Joan Didion - The center will not hold - documentário Netflix
Eu conhecia pouco o trabalho da Joan Didion até assistir a esse documentário sobre sua vida, na Netflix. Ela é uma senhora articulada e carismática, mas ao mesmo tempo super discreta. Ela vem de uma família de imigrantes no deserto da Califórnia, mais precisamente Sacramento, e esse passado colaborou para ela se tornar uma pessoa com sensibilidade narrativa, detalhista e observadora. Ela poderia ser considerada integrante do "novo jornalismo", escrevendo artigos quase literários sobre temas contemporâneos da sua época como a cena dos anos 60. Seus textos foram publicados em revistas como Vogue e Esquire, mas conquistou a fama escrevendo livros poderosos como Rastejando até Belém, O álbum branco e O ano do pensamento mágico. O documentário é dirigido por seu sobrinho, o ator Griffin Dunne, que coincidentemente faz o papel de Sylvère em I Love Dick, série que eu indiquei na última Abas Infinitas. Joan Didion encontrou na escrita o seu canal de expressão, e nesse documentário, acompanhamos como ela se apoiou na escrita para passar por momentos difíceis em sua vida.
Retrato Narrado - série do Spotify
Retrato Narrado é uma série de seis episódios de podcast disponíveis no Spotify, produzida pela rádio Novelo da revista Piauí. A repórter Carol Pires, que também fez o roteiro do documentário indicado ao Oscar "Democracia em vertigem", mergulha na história da família Bolsonaro para fazer uma espécie de Retrato Falado, indo às origens da infância dele em Eldorado Paulista e explicando como ele se formou como pessoa e político até chegar aos dias de hoje, na presidência. Por muito tempo eu evitei ler e saber qualquer coisa sobre ele e sua família por causa do asco e da desilusão que sentia sempre que via uma notícia com um desses senhores. Mas a gente precisa saber dialogar, olhar para as coisas e ouvir o diferente, para podermos achar um caminho para sair desse buraco em que nos encontramos. Foi interessante saber mais sobre quem são esses homens e o que eles pensam. A sensação é de que preciso de ainda mais informações. Destaque para o quarto episódio que fala sobre "A construção do mito" e como a internet teve um papel crucial na vitória de Bolsonaro. Essa série de episódios explica bem o que levou esse deputado do baixo-clero a conquistar tantos brasileiros: a desilusão com a política, o conservadorismo arraigado, a vontade de se encontrar uma solução mágica que envolve um "super macho" que é contra "tudo isso que está aí" e está pronto para destruir tudo. Bolsonaro criou várias frentes de ação e várias versões de si mesmo, mas ele nunca escondeu quem ele era. Toda essa energia de destruição e morte criou um político medíocre tanto intelectualmente quanto emocionalmente e "deu match" com uma população mal informada, dominada pela violência, com vontade de soluções extremas para situações extremas. Vale a pena ouvir a série toda. Ainda há um episódio bônus sobre Olavo de Carvalho, feito pela jornalista Letícia Duarte que o entrevistou algumas vezes.

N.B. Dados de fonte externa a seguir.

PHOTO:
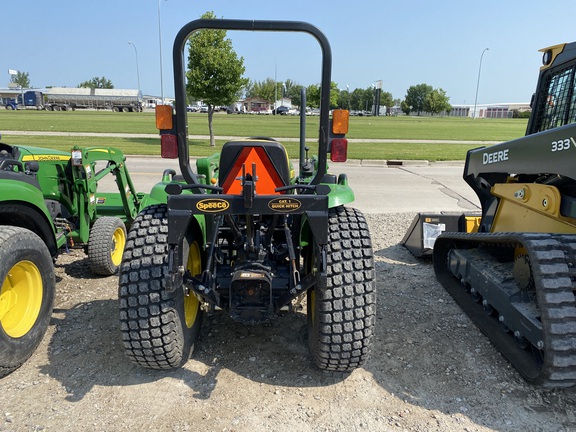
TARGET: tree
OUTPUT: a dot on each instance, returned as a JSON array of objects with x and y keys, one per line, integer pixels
[
  {"x": 436, "y": 101},
  {"x": 313, "y": 95},
  {"x": 416, "y": 96},
  {"x": 97, "y": 82},
  {"x": 405, "y": 107},
  {"x": 214, "y": 70},
  {"x": 21, "y": 79}
]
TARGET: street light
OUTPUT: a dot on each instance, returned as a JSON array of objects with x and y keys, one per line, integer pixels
[
  {"x": 348, "y": 90},
  {"x": 137, "y": 67},
  {"x": 160, "y": 40},
  {"x": 478, "y": 83}
]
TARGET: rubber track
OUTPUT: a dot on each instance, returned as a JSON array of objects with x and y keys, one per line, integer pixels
[{"x": 552, "y": 258}]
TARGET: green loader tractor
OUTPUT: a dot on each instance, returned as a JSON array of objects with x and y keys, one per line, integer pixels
[
  {"x": 245, "y": 234},
  {"x": 50, "y": 202}
]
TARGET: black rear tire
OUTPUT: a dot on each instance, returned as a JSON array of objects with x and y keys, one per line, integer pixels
[
  {"x": 26, "y": 295},
  {"x": 341, "y": 315},
  {"x": 106, "y": 245},
  {"x": 159, "y": 328}
]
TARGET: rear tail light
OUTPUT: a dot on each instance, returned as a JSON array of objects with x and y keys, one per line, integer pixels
[
  {"x": 339, "y": 150},
  {"x": 168, "y": 146},
  {"x": 163, "y": 117},
  {"x": 340, "y": 120}
]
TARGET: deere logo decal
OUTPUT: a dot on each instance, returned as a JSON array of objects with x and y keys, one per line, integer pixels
[
  {"x": 212, "y": 205},
  {"x": 284, "y": 204}
]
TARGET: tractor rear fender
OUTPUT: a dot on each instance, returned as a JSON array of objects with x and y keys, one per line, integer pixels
[
  {"x": 34, "y": 218},
  {"x": 340, "y": 194}
]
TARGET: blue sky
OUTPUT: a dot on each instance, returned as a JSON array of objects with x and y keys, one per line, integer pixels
[{"x": 401, "y": 43}]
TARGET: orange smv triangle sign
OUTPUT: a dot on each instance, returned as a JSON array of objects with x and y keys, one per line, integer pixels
[{"x": 267, "y": 176}]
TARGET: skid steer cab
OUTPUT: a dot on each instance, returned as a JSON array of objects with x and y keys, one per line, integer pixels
[{"x": 248, "y": 233}]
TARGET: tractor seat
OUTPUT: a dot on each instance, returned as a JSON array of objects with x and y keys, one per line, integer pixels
[{"x": 269, "y": 157}]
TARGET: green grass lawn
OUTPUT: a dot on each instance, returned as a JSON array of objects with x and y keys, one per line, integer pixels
[{"x": 445, "y": 129}]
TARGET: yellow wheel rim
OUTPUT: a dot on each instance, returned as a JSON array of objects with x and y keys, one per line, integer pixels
[
  {"x": 191, "y": 303},
  {"x": 20, "y": 299},
  {"x": 118, "y": 244}
]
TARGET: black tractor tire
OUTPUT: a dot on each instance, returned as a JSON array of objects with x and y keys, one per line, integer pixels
[
  {"x": 159, "y": 328},
  {"x": 341, "y": 316},
  {"x": 27, "y": 286},
  {"x": 106, "y": 245}
]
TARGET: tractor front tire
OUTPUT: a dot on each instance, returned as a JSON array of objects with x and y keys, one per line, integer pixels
[
  {"x": 26, "y": 295},
  {"x": 159, "y": 328},
  {"x": 106, "y": 245},
  {"x": 341, "y": 315}
]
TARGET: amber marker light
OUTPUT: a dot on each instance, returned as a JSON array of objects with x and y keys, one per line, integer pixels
[
  {"x": 340, "y": 120},
  {"x": 163, "y": 117}
]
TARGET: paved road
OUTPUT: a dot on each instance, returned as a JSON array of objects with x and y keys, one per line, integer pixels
[{"x": 412, "y": 187}]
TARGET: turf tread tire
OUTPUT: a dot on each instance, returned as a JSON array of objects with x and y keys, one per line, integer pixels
[
  {"x": 17, "y": 245},
  {"x": 152, "y": 323},
  {"x": 341, "y": 332}
]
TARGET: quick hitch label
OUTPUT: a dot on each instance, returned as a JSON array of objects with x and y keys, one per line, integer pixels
[{"x": 284, "y": 204}]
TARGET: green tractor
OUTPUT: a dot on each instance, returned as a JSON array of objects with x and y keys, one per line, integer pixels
[
  {"x": 50, "y": 202},
  {"x": 245, "y": 234}
]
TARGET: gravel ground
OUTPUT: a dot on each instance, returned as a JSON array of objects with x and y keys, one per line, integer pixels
[{"x": 431, "y": 369}]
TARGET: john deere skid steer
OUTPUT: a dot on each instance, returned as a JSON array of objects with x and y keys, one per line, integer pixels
[
  {"x": 516, "y": 276},
  {"x": 245, "y": 234}
]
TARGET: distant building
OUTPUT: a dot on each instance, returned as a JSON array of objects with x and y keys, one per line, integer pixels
[
  {"x": 501, "y": 110},
  {"x": 256, "y": 105}
]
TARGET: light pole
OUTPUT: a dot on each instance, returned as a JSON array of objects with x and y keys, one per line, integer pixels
[
  {"x": 160, "y": 41},
  {"x": 348, "y": 90},
  {"x": 137, "y": 67},
  {"x": 478, "y": 83}
]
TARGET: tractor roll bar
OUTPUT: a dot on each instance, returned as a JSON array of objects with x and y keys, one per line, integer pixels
[{"x": 248, "y": 25}]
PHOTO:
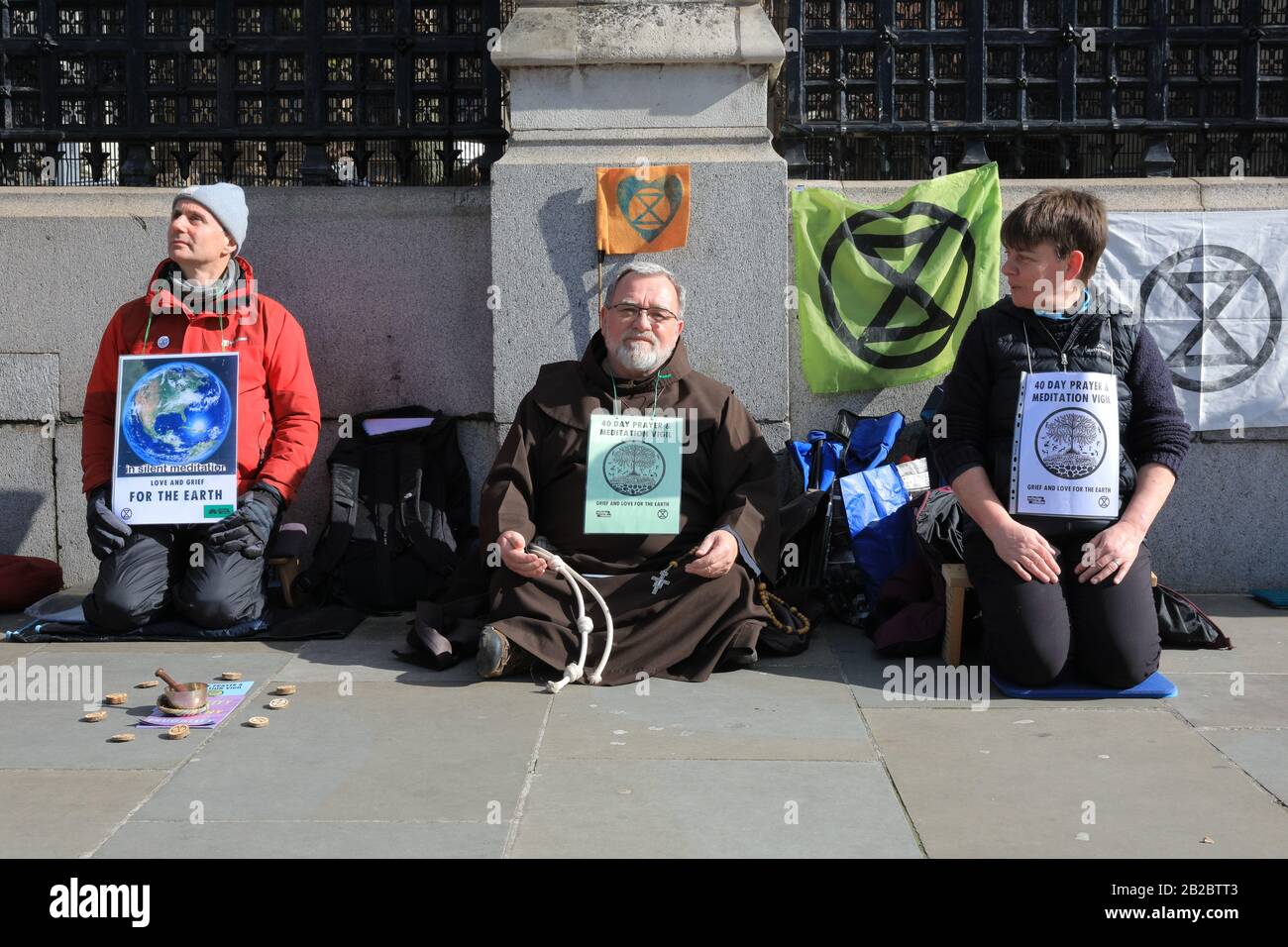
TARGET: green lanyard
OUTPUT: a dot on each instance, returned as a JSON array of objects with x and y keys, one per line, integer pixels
[{"x": 655, "y": 392}]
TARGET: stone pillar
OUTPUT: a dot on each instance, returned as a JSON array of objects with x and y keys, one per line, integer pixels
[{"x": 614, "y": 84}]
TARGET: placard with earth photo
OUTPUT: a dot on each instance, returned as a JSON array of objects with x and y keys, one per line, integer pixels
[{"x": 175, "y": 458}]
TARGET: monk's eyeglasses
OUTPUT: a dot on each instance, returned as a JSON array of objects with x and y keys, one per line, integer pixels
[{"x": 657, "y": 316}]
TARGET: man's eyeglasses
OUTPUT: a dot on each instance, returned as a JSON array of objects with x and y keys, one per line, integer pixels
[{"x": 657, "y": 316}]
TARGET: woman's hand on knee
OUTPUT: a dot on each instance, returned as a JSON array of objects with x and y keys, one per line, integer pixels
[
  {"x": 1111, "y": 553},
  {"x": 1026, "y": 552}
]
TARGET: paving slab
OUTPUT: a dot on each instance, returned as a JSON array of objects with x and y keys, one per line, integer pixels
[
  {"x": 746, "y": 714},
  {"x": 12, "y": 651},
  {"x": 51, "y": 733},
  {"x": 1262, "y": 754},
  {"x": 65, "y": 814},
  {"x": 1260, "y": 637},
  {"x": 309, "y": 839},
  {"x": 1016, "y": 783},
  {"x": 712, "y": 808},
  {"x": 386, "y": 751},
  {"x": 368, "y": 655},
  {"x": 1206, "y": 699}
]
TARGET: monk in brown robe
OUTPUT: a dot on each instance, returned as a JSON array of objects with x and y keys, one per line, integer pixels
[{"x": 704, "y": 612}]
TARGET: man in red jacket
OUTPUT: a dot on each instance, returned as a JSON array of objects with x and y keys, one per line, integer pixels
[{"x": 201, "y": 298}]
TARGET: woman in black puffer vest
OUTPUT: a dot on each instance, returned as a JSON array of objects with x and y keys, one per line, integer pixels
[{"x": 1060, "y": 595}]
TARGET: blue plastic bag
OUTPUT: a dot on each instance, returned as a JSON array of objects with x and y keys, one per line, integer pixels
[
  {"x": 871, "y": 440},
  {"x": 881, "y": 523}
]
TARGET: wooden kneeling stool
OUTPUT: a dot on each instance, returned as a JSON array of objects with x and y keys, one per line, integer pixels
[{"x": 954, "y": 612}]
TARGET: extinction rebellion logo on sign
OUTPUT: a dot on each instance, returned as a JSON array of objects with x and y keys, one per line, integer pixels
[
  {"x": 884, "y": 294},
  {"x": 932, "y": 322},
  {"x": 1212, "y": 356}
]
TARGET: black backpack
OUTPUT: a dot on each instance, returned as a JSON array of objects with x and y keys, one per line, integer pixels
[{"x": 399, "y": 521}]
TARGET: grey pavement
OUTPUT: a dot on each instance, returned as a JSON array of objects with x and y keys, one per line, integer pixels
[{"x": 805, "y": 757}]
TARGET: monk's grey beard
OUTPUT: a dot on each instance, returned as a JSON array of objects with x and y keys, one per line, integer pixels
[{"x": 643, "y": 357}]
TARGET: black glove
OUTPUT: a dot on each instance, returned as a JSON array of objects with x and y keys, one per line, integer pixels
[
  {"x": 107, "y": 531},
  {"x": 246, "y": 531}
]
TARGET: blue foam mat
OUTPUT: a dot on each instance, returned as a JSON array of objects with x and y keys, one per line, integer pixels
[{"x": 1154, "y": 685}]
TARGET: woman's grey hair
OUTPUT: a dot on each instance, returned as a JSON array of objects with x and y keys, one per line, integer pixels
[{"x": 648, "y": 269}]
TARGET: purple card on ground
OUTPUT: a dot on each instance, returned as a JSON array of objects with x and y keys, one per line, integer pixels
[{"x": 223, "y": 697}]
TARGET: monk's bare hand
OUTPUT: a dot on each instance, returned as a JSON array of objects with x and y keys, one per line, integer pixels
[
  {"x": 527, "y": 565},
  {"x": 715, "y": 557}
]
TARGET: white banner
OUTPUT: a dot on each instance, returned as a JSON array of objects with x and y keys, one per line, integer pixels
[{"x": 1211, "y": 287}]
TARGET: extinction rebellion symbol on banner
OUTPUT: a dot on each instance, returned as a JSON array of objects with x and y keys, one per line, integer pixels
[
  {"x": 938, "y": 326},
  {"x": 1196, "y": 350}
]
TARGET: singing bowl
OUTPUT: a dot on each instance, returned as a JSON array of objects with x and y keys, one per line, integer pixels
[{"x": 187, "y": 696}]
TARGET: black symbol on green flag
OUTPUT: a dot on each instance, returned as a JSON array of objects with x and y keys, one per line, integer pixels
[
  {"x": 938, "y": 324},
  {"x": 887, "y": 292}
]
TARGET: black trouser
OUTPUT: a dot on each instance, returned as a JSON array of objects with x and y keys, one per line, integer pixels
[
  {"x": 154, "y": 578},
  {"x": 1033, "y": 631}
]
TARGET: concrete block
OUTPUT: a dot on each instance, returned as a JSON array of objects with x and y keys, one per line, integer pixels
[
  {"x": 664, "y": 97},
  {"x": 27, "y": 491},
  {"x": 1262, "y": 754},
  {"x": 1014, "y": 783},
  {"x": 1119, "y": 193},
  {"x": 743, "y": 715},
  {"x": 364, "y": 757},
  {"x": 1206, "y": 701},
  {"x": 1260, "y": 635},
  {"x": 734, "y": 265},
  {"x": 67, "y": 742},
  {"x": 78, "y": 565},
  {"x": 648, "y": 809},
  {"x": 29, "y": 385},
  {"x": 1227, "y": 484},
  {"x": 1243, "y": 193},
  {"x": 331, "y": 839},
  {"x": 34, "y": 822},
  {"x": 399, "y": 326}
]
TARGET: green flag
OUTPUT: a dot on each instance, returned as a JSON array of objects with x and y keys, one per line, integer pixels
[{"x": 885, "y": 294}]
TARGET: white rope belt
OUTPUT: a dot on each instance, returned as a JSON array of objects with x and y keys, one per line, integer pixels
[{"x": 575, "y": 672}]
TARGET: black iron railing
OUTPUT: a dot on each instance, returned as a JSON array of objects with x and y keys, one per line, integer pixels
[
  {"x": 900, "y": 89},
  {"x": 312, "y": 91}
]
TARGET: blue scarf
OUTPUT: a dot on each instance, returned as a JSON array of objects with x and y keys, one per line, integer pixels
[{"x": 1064, "y": 316}]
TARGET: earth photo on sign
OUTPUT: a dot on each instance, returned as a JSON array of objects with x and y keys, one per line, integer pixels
[{"x": 893, "y": 285}]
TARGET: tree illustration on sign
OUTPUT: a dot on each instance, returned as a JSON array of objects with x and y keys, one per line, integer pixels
[{"x": 1070, "y": 444}]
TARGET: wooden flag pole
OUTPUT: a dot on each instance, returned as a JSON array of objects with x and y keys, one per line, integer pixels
[{"x": 600, "y": 268}]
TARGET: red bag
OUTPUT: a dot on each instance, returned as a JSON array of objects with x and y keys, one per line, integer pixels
[{"x": 27, "y": 579}]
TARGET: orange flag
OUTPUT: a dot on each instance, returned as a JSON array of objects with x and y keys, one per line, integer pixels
[{"x": 642, "y": 209}]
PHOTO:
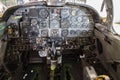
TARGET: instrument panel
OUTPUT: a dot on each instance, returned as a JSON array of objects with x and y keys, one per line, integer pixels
[{"x": 67, "y": 21}]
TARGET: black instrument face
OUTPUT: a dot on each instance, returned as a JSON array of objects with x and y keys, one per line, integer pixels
[
  {"x": 46, "y": 21},
  {"x": 43, "y": 13}
]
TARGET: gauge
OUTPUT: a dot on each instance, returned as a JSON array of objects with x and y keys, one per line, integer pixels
[
  {"x": 90, "y": 32},
  {"x": 84, "y": 25},
  {"x": 79, "y": 18},
  {"x": 34, "y": 21},
  {"x": 64, "y": 33},
  {"x": 84, "y": 32},
  {"x": 43, "y": 13},
  {"x": 78, "y": 32},
  {"x": 80, "y": 25},
  {"x": 79, "y": 12},
  {"x": 65, "y": 13},
  {"x": 85, "y": 19},
  {"x": 43, "y": 24},
  {"x": 73, "y": 32},
  {"x": 73, "y": 20},
  {"x": 65, "y": 23},
  {"x": 54, "y": 23},
  {"x": 44, "y": 33},
  {"x": 54, "y": 32},
  {"x": 34, "y": 32}
]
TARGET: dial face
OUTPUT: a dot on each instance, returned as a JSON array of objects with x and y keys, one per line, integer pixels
[
  {"x": 78, "y": 32},
  {"x": 34, "y": 21},
  {"x": 72, "y": 32},
  {"x": 64, "y": 33},
  {"x": 74, "y": 12},
  {"x": 44, "y": 33},
  {"x": 43, "y": 24},
  {"x": 54, "y": 32},
  {"x": 79, "y": 18},
  {"x": 79, "y": 12},
  {"x": 65, "y": 23},
  {"x": 34, "y": 32},
  {"x": 65, "y": 13},
  {"x": 73, "y": 21},
  {"x": 84, "y": 32},
  {"x": 43, "y": 13},
  {"x": 54, "y": 23}
]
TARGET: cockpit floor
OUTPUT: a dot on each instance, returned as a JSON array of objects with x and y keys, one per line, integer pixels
[{"x": 69, "y": 71}]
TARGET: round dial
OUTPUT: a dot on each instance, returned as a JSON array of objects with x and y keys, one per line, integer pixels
[
  {"x": 43, "y": 24},
  {"x": 64, "y": 33},
  {"x": 54, "y": 23},
  {"x": 84, "y": 32},
  {"x": 54, "y": 32},
  {"x": 73, "y": 32},
  {"x": 65, "y": 13},
  {"x": 34, "y": 21},
  {"x": 65, "y": 23},
  {"x": 44, "y": 33},
  {"x": 73, "y": 20},
  {"x": 79, "y": 18},
  {"x": 43, "y": 13},
  {"x": 74, "y": 12},
  {"x": 34, "y": 32},
  {"x": 79, "y": 12},
  {"x": 78, "y": 32}
]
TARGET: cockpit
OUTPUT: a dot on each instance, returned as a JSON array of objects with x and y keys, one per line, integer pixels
[{"x": 53, "y": 41}]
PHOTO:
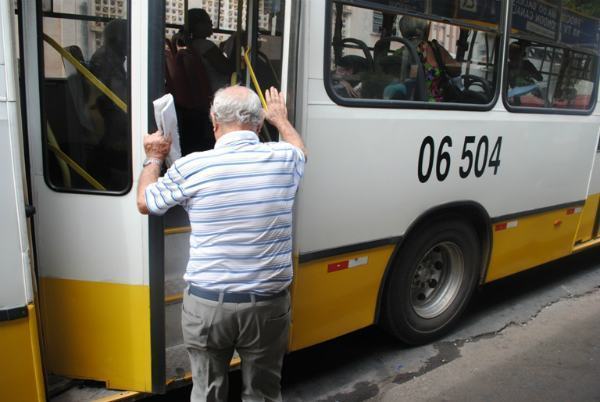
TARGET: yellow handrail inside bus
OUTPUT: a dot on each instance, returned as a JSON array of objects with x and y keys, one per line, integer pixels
[
  {"x": 53, "y": 145},
  {"x": 253, "y": 78},
  {"x": 87, "y": 74}
]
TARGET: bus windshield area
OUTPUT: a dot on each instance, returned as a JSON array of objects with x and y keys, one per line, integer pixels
[{"x": 385, "y": 55}]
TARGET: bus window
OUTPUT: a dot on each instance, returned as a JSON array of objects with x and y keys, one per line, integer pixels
[
  {"x": 384, "y": 54},
  {"x": 85, "y": 96},
  {"x": 553, "y": 61}
]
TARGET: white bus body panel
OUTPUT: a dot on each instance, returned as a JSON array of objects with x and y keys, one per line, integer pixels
[
  {"x": 15, "y": 275},
  {"x": 361, "y": 180},
  {"x": 96, "y": 238}
]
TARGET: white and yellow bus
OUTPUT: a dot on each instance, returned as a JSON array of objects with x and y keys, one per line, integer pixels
[{"x": 452, "y": 143}]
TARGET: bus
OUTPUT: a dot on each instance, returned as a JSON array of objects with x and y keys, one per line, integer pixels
[{"x": 452, "y": 143}]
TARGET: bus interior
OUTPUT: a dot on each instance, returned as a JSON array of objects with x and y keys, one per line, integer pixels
[{"x": 86, "y": 90}]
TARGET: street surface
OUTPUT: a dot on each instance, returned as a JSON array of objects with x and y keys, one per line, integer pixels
[{"x": 531, "y": 337}]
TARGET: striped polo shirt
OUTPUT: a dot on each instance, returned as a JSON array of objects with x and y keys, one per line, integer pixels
[{"x": 239, "y": 199}]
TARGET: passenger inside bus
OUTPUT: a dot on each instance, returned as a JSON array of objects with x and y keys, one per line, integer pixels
[
  {"x": 195, "y": 69},
  {"x": 218, "y": 67},
  {"x": 414, "y": 59},
  {"x": 108, "y": 64},
  {"x": 347, "y": 76},
  {"x": 523, "y": 77}
]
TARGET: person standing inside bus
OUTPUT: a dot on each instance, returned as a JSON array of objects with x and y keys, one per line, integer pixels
[{"x": 239, "y": 199}]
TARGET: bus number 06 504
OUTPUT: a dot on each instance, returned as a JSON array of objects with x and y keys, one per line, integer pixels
[{"x": 475, "y": 157}]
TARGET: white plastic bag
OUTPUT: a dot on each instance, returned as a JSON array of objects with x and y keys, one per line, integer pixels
[{"x": 166, "y": 121}]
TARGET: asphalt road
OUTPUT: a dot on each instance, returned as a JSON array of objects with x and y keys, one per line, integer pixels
[{"x": 531, "y": 337}]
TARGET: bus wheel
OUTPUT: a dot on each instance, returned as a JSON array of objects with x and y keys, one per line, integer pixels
[{"x": 432, "y": 280}]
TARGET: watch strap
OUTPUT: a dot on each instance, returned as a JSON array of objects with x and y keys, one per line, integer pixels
[{"x": 149, "y": 161}]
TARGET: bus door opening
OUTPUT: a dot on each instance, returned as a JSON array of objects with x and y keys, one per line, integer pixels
[{"x": 210, "y": 45}]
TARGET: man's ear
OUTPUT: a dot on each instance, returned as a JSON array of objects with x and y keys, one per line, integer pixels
[{"x": 213, "y": 121}]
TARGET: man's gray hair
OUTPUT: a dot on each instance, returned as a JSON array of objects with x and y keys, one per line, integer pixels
[{"x": 237, "y": 106}]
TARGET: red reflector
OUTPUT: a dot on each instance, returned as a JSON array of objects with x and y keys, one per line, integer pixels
[
  {"x": 337, "y": 266},
  {"x": 501, "y": 226}
]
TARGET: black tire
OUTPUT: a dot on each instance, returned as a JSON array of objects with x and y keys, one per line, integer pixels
[{"x": 427, "y": 290}]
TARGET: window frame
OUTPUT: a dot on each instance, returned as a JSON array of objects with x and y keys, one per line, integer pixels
[
  {"x": 544, "y": 110},
  {"x": 403, "y": 104},
  {"x": 46, "y": 152}
]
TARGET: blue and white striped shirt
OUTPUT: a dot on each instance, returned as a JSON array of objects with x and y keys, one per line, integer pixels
[{"x": 239, "y": 199}]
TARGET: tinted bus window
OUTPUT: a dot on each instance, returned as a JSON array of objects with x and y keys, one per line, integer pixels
[
  {"x": 553, "y": 54},
  {"x": 413, "y": 51},
  {"x": 86, "y": 50},
  {"x": 204, "y": 49}
]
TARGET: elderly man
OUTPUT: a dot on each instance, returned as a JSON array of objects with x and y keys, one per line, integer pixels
[{"x": 239, "y": 199}]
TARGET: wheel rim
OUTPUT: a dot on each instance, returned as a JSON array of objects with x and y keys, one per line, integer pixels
[{"x": 437, "y": 279}]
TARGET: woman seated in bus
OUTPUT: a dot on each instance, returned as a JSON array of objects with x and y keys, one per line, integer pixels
[
  {"x": 441, "y": 69},
  {"x": 523, "y": 77},
  {"x": 346, "y": 78},
  {"x": 218, "y": 67}
]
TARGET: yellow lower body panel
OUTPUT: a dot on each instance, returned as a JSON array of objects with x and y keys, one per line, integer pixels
[
  {"x": 98, "y": 331},
  {"x": 335, "y": 296},
  {"x": 585, "y": 231},
  {"x": 21, "y": 377},
  {"x": 526, "y": 242}
]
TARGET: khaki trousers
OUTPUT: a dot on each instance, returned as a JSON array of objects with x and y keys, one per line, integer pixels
[{"x": 257, "y": 330}]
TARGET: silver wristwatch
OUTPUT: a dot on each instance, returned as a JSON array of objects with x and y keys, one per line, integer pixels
[{"x": 149, "y": 161}]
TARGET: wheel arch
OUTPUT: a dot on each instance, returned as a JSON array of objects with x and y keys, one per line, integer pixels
[{"x": 471, "y": 211}]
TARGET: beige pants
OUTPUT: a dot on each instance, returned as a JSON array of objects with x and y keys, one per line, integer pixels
[{"x": 259, "y": 333}]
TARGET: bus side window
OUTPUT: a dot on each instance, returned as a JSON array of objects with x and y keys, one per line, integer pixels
[
  {"x": 87, "y": 138},
  {"x": 400, "y": 57},
  {"x": 554, "y": 67}
]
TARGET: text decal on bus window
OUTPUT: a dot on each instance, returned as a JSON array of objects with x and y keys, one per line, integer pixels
[{"x": 477, "y": 155}]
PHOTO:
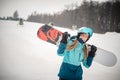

Batalhadores do Brasil - artigo da revista Piauí
Ainda sobre o Bozo, vale a pena ler esse artigo do Miguel Lago na Piauí, que pode ser lido no site. Nesse texto, ele desenha bem como Bolsonaro joga por fora das regras políticas e arrisca a dizer que as chances dele ser reeleito é muito grande, principalmente por conseguir transformar todos os adversários políticos em figuras que geram um cansaço discursivo e também pela enorme capacidade de ser um "presidente-perfil", como ele chama, alguém que entende como ninguém a importância da esfera digital e da repercussão na internet como forma de comunicação principal.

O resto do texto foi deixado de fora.